Les prix du cuivre ont grimpé de 16% à la London Metal Exchange cette année, en partie soutenus par les spéculations sur les éventuelles tarifs de la section 232 qui pourraient restreindre les importations dans les États-Unis. La hausse a créé une divergence entre les contrats à terme de la LME, qui sont en rétrocession, et les contrats de la COMEX, qui restent légèrement en contango – un schéma expliqué par l’accumulation de cuivre physique aux États-Unis en prévision de possibles restrictions commerciales.
Les analystes observent que si la marge de prix induite par les tarifs s'estompe, le cuivre pourrait se retirer vers des niveaux de support structurels.
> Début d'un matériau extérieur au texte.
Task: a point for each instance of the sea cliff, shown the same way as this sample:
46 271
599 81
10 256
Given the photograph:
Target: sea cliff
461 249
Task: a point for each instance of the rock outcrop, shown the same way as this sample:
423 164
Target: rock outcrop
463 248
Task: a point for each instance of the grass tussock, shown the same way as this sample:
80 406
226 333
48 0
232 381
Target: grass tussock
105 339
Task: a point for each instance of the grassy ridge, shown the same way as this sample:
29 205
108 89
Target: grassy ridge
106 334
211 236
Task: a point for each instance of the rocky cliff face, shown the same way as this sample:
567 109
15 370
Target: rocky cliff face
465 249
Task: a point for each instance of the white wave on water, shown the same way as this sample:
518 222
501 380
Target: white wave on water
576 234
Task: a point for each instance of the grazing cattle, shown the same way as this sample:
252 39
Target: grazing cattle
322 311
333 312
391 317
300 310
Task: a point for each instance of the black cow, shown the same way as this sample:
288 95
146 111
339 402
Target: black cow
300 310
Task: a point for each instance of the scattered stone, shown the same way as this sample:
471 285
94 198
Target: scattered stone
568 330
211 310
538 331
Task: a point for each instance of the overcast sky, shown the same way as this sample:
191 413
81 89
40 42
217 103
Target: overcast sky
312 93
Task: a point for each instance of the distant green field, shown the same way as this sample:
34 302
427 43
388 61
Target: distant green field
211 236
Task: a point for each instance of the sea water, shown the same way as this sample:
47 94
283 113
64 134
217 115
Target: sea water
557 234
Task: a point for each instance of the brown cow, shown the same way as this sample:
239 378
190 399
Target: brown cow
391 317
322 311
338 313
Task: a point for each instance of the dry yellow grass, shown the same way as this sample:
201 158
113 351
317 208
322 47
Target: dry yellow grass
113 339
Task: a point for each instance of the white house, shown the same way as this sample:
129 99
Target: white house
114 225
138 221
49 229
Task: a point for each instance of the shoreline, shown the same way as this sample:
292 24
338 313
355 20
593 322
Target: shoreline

Le métal a dépassé le minerai de fer pour devenir le principal contributeur aux revenus de BHP, ce qui souligne la forte exposition de l'entreprise à la volatilité des prix du cuivre.
Les projections financières de BHP pour l'exercice 2026 indiquent que le cuivre représentera 54 % de ses bénéfices prévus avant intérêts, impôts, amortissement et dépréciation (EBITDA). La dépendance de la minière au cuivre s'est intensifiée à mesure que la demande mondiale pour ce métal rouge s'accélère, notamment dans les secteurs liés à la transition énergétique et à l'électrification.
Les observateurs du marché avertissent que, même si la solidité des prix à court terme persiste, la durabilité de la hausse dépend des évolutions des politiques commerciales et des conditions macroéconomiques plus amplifiées.